Mientras el Isabella se estabilizaba en el ochenta y cinco por ciento, Rae Chen hizo una serie de ajustes muy sutiles en los haces. Como no tenía nada que hacer, Dolby miró a su alrededor, pensando en el grupo que había formado Hazelius. Edelstein, por ejemplo. Dolby sospechaba que podía ser incluso más inteligente que Hazelius, pero se trataba de una inteligencia un poco rara. Daba un poco de miedo, como si tuviera un cerebro medio extraterrestre. ¿Y qué decir de las serpientes de cascabel? ¡Menuda afición de locos! Por no hablar de Corcoran, que se parecía a Darryl Hannah. Tan alta y brusca; la verdad, no era su tipo. Demasiado guapa y demasiado rubia para ser tan inteligente. Formaban un grupo brillante, incluido el robot de Cecchini, que siempre parecía a punto de estallar. Todos menos Innes. Era un tipo profesional, que se esforzaba, pero no tenía bastantes luces para brillar de forma destacada. ¿Cómo era posible que Hazelius se lo tomara tan en serio, a él y a sus charlas? A menos que solo lo hiciera para cumplir las normas del Departamento de Energía. ¿Todos los psicólogos eran como Innes, fabricantes de teorías sin la menor base empírica? Innes era un hombre que lo veía todo pero no entendía nada. A Dolby le recordaba al camionero con ínfulas de psicólogo con quien había salido su madre después de quedarse viuda; no era mala persona, pero casi te mataba de aburrimiento con sus consejos acerca de los últimos best sellers de autoayuda.
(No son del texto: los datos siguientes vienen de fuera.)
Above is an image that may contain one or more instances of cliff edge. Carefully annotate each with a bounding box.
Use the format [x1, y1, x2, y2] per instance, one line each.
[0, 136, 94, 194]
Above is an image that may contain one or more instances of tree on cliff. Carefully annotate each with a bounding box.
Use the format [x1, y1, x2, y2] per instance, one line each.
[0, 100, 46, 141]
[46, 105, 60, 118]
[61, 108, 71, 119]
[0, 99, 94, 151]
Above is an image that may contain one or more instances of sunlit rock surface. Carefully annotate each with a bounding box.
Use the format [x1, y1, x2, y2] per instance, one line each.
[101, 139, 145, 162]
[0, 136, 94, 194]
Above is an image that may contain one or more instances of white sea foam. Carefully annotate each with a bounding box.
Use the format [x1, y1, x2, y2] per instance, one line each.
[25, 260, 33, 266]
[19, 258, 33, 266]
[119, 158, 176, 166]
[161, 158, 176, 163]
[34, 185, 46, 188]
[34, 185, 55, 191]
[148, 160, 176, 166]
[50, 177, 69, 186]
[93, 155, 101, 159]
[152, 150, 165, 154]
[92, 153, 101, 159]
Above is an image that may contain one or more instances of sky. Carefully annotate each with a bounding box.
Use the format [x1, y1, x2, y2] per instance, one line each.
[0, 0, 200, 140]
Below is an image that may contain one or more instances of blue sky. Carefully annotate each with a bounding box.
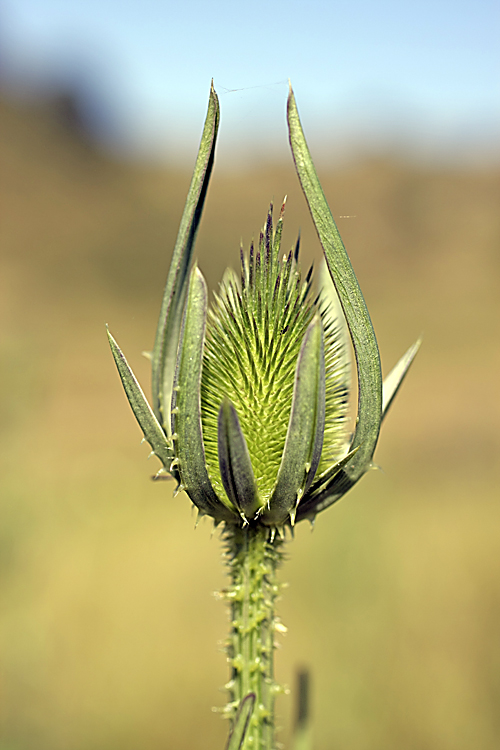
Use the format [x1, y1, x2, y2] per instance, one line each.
[1, 0, 499, 164]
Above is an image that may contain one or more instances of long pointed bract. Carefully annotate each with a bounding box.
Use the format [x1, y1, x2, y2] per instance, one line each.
[172, 266, 234, 523]
[218, 398, 260, 520]
[287, 85, 382, 505]
[107, 327, 172, 471]
[382, 338, 421, 420]
[265, 315, 325, 527]
[152, 82, 220, 435]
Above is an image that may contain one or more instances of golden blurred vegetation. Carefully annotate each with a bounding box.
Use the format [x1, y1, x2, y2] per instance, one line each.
[1, 93, 499, 750]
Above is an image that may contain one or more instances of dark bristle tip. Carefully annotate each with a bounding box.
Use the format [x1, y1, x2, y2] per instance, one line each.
[294, 232, 301, 262]
[273, 274, 281, 298]
[249, 241, 255, 284]
[265, 209, 273, 262]
[279, 196, 287, 219]
[239, 246, 246, 286]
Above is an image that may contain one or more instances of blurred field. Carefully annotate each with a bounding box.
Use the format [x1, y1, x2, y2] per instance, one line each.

Después estaba Rae Chen, que a pesar de ser brillante, actuaba con una naturalidad increíble. Alguien había dicho que era ex campeona infantil de skateboard. Parecía la típica chica de mente abierta de Berkeley, divertida, fácil y sin complicaciones. ¿Las tenía o no? Con los asiáticos nunca se sabía. En todo caso, a Dolby le encantaría montárselo con ella. La miró de reojo, y al verla encorvada hacia la consola, con el pelo negro colgando como una catarata, se la imaginó desnuda…
Le interrumpió la voz de Hazelius.
—Ya estamos listos para subir hasta noventa, Ken.
—Vamos allá.
—¿Alan? Cuando nos hayamos estabilizado en noventa, quiero que estés preparado para activar de golpe todos los p5 595 en cadena.
Edelstein asintió con la cabeza.
Dolby movió los controles deslizantes y observó la reacción del Isabella. Ahora sí. Era esa noche. Toda su vida había sido únicamente un preludio de aquel momento. Sintió cómo aumentaba la profunda vibración de la electricidad. Parecía que se electrizase toda la montaña. Ronroneaba como un Bentley. ¡Cuánto quería a aquella máquina, por Dios! Su máquina.